Reengineering cyt b562 for hydrogen production: A facile route to artificial hydrogenases

Dayn Joseph Sommer, Michael David Vaughn, Brett Colby Clark, John Tomlin, Anindya Roy, Giovanna Ghirlanda

Research output: Contribution to journalArticle

17 Scopus citations

Abstract

Bioinspired, protein-based molecular catalysts utilizing base metals at the active are emerging as a promising avenue to sustainable hydrogen production. The protein matrix modulates the intrinsic reactivity of organometallic active sites by tuning second-sphere and long-range interactions. Here, we show that swapping Co-Protoporphyrin IX for Fe-Protoporphyrin IX in cytochrome b562 results in an efficient catalyst for photoinduced proton reduction to molecular hydrogen. Further, the activity of wild type Co-cyt b562 can be modulated by a factor of 2.5 by exchanging the coordinating methionine with alanine or aspartic acid. The observed turnover numbers (TON) range between 125 and 305, and correlate well with the redox potential of the Co-cyt b562 mutants.
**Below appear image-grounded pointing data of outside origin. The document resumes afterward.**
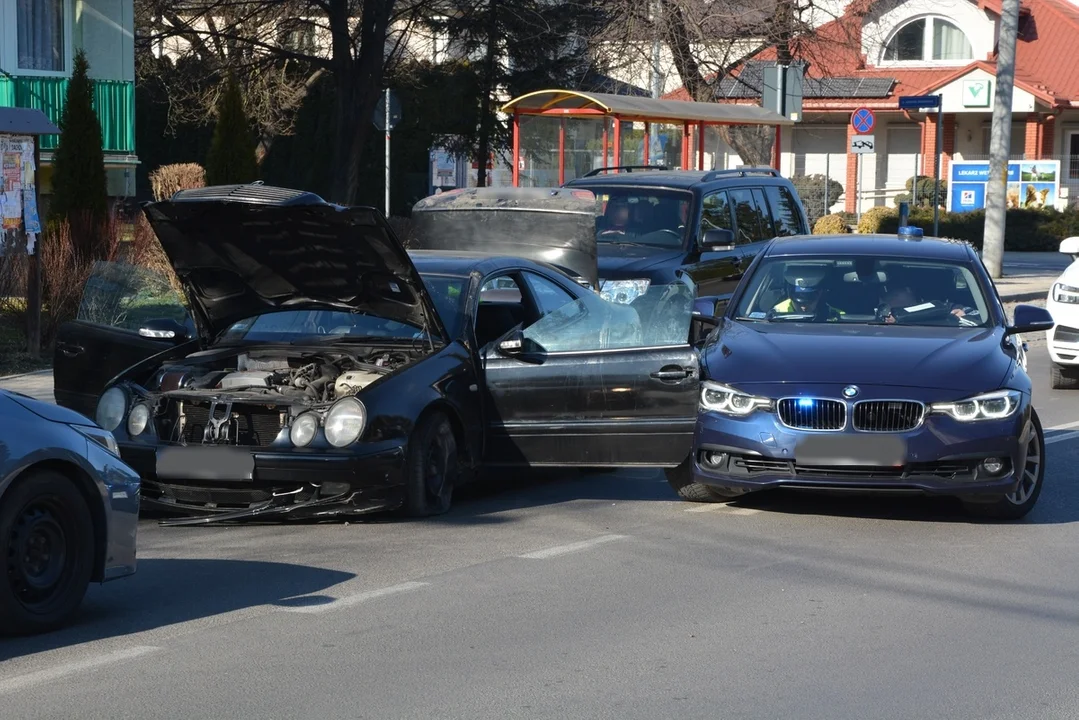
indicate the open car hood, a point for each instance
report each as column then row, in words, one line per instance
column 243, row 250
column 549, row 225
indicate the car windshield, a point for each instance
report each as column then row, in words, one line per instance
column 310, row 325
column 636, row 216
column 866, row 289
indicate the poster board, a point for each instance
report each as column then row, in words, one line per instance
column 1032, row 184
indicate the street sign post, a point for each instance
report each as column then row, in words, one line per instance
column 387, row 114
column 920, row 103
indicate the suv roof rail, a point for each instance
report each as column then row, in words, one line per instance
column 740, row 172
column 627, row 168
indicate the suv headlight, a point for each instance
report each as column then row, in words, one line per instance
column 728, row 401
column 1064, row 293
column 989, row 406
column 344, row 422
column 623, row 291
column 111, row 408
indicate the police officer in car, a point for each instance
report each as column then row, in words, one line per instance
column 805, row 296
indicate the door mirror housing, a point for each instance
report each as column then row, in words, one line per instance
column 718, row 240
column 1030, row 318
column 164, row 329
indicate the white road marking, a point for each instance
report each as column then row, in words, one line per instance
column 1061, row 438
column 572, row 547
column 726, row 510
column 350, row 600
column 39, row 677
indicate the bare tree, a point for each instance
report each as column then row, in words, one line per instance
column 278, row 50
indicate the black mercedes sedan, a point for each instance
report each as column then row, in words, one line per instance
column 319, row 369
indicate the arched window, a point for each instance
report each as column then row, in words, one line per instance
column 928, row 39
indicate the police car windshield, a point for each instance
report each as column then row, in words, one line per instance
column 642, row 216
column 864, row 289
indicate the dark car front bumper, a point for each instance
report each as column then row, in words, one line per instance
column 292, row 483
column 942, row 457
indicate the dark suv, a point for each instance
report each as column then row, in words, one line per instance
column 710, row 223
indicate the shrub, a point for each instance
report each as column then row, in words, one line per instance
column 873, row 217
column 810, row 188
column 831, row 225
column 169, row 179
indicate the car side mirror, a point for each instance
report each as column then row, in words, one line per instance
column 164, row 329
column 718, row 240
column 1030, row 318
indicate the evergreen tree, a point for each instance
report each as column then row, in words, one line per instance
column 232, row 151
column 80, row 189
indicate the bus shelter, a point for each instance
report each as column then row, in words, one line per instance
column 561, row 134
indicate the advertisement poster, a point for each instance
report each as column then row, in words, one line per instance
column 1032, row 184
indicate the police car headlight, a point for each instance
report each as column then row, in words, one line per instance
column 991, row 406
column 623, row 291
column 728, row 401
column 1066, row 294
column 344, row 422
column 111, row 408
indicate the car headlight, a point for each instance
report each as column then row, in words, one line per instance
column 138, row 419
column 103, row 437
column 728, row 401
column 989, row 406
column 111, row 408
column 1064, row 293
column 303, row 430
column 623, row 291
column 344, row 422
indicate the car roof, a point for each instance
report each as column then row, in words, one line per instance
column 678, row 179
column 879, row 245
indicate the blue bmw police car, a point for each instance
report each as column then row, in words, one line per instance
column 869, row 362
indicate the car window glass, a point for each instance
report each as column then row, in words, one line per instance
column 764, row 213
column 784, row 211
column 715, row 213
column 748, row 216
column 864, row 289
column 548, row 296
column 125, row 296
column 660, row 316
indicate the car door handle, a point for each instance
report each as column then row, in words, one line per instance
column 672, row 372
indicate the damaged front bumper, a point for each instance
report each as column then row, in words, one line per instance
column 298, row 484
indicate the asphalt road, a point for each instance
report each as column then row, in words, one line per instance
column 590, row 596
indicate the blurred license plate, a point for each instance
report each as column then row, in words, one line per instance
column 857, row 450
column 205, row 463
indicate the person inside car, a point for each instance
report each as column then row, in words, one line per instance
column 805, row 296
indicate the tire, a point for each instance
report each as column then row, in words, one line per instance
column 432, row 467
column 1062, row 378
column 681, row 479
column 1016, row 504
column 46, row 541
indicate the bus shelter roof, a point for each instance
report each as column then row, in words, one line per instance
column 571, row 103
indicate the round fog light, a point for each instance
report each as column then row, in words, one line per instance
column 303, row 430
column 138, row 419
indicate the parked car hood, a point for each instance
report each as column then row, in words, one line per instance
column 243, row 250
column 620, row 261
column 963, row 360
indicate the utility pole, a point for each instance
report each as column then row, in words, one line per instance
column 996, row 190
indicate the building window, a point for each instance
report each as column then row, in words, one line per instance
column 40, row 29
column 928, row 39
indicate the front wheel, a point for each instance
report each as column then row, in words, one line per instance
column 1019, row 503
column 432, row 469
column 681, row 479
column 46, row 542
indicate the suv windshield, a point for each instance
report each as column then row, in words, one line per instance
column 302, row 325
column 642, row 216
column 864, row 289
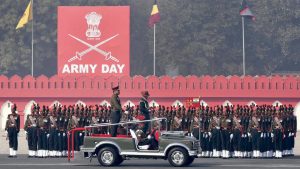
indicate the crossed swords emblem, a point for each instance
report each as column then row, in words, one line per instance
column 107, row 55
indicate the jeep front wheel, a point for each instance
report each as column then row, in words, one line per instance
column 178, row 157
column 107, row 156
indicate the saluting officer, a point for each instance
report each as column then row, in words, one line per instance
column 13, row 127
column 43, row 126
column 115, row 115
column 144, row 108
column 31, row 132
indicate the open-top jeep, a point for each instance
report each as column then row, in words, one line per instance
column 176, row 147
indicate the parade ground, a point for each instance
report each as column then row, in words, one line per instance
column 23, row 148
column 23, row 162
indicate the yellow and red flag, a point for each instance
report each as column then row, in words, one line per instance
column 154, row 17
column 27, row 16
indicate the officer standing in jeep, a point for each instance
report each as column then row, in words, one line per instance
column 144, row 108
column 115, row 115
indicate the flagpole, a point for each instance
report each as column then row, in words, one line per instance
column 154, row 51
column 243, row 25
column 32, row 40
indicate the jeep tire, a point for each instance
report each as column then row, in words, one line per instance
column 108, row 156
column 189, row 161
column 178, row 157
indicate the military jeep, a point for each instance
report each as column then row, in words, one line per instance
column 174, row 146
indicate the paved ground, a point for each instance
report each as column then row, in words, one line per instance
column 22, row 162
column 23, row 148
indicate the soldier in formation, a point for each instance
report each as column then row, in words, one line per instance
column 239, row 131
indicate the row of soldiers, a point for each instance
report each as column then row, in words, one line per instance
column 242, row 131
column 246, row 131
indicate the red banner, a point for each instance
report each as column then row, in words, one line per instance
column 93, row 41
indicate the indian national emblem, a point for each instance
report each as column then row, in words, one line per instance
column 93, row 21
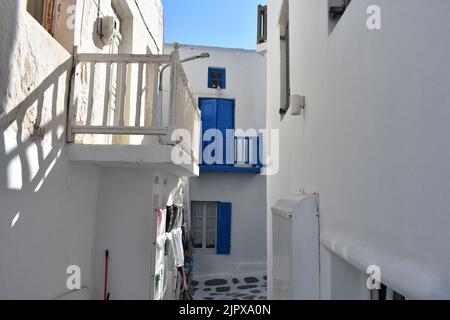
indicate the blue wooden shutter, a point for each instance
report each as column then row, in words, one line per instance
column 225, row 121
column 224, row 228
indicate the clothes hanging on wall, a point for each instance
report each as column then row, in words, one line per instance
column 160, row 279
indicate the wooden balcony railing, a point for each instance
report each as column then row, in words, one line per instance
column 117, row 95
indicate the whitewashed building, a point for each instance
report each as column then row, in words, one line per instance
column 367, row 158
column 85, row 158
column 228, row 199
The photosensitized system catalyzes proton reduction with high efficiency even under an aerobic atmosphere, implicating its use for biotechnological applications. This article is part of a Special Issue entitled Biodesign for Bioenergetics - the design and engineering of electronic transfer cofactors, proteins and protein networks, edited by Ronald L. Koder and J.L. Ross Anderson.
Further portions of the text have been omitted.